Numerous retroviral introgressions into primate or human nuclear DNA have occurred throughout evolution, to create the class of human endogenous retroviruses (HERV). HERVs, along with long terminal repeat (LTR) elements, constitute nearly 8% of the human genome.17 To produce an intact virus, a HERV genome would need active gag, pol and env genes flanked by LTRs.18 However, although most HERV remnants (which are still referred to as human endogenous retroviruses) are now virally inactive, protein expression often still occurs and HERVs have been associated with several autoimmune diseases.19
The ERV3-1 envelope protein (ERV3-1env) has not been found to compose an element of a virus and it is well-established that it has lost its fusogenic properties.20 However it is recognised that, as its open reading frame has been conserved through 30 million years of primate evolution, and as full-length proteins (from four exons) are expressed in many tissues,21 it likely has a biological function beneficial to the host.22 In a placental trophoblast model with BeWo cells stably transfected with ERV3-1env, beta-human chorionic gonadotrophin (hCG) expression, which positively regulates the cell cycle,23 was increased; cyclin B expression, which promotes cell cycling, was reduced; while p21 expression, which negatively regulates the cell cycle, was up-regulated.24
Of probable direct relevance to the result found here is the fact that, although ERV3-1env mRNA is found in all tissues, it is highly expressed in adipose tissue. According to the databases found in the Human Protein Atlas (https://www.proteinatlas.org 21), adipose tissue had the highest ERV3-1env mRNA expression in one database (number of tissues: 45) and was found in the top four mRNA expression levels in the other databases (note that, conversely and rather strangely, protein expression was found to be low in adipose tissue). (As an aside it is interesting to note that Luteinising hormone plays a cardinal role in androgen production; in three databases the highest expression of ERV3-1env was found in adrenal glands, and a combination of LH/human chorionic gonadotropin (hCG) was found to directly stimulate T-I cell proliferation.)
Lastly, the SNP rs67047829 A allele shows high ethnic dependence with a prevalence of 4% in people of relatively-recent African descent, 9% with European descent and 19% with Asian descent,25 and analysis of people with Asian descent might possibly provide an easier route to the elucidation of relationships between this SNP and obesity phenotypes.

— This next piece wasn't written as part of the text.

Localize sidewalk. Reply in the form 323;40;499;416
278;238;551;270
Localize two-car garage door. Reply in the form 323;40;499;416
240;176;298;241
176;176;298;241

In conclusion, this fishing study of premature termination codons using a large sample of the Polish population (n = 5757) has allowed discovery of a possible association with a single nucleotide polymorphism, rs67047829 in ERV3-1, a gene known to be highly expressed as mRNA in adipose tissue, with obesity. This pretermination SNP is highly likely to change ERV3-1 envelope protein expression and activity, although it is not known whether remnant proteins would be active or not. The association found with body mass index, independent from date of birth, indicates a possible protective effect against obesity. Further study involving an even larger cohort or from another (e.g. Asian) ethnic group is needed to confirm and extend this result and in vitro studies could determine whether remnant protein survives in adipose cell cytoplasm or is destroyed by nonsense-mediated mRNA decay. Functional studies are also needed.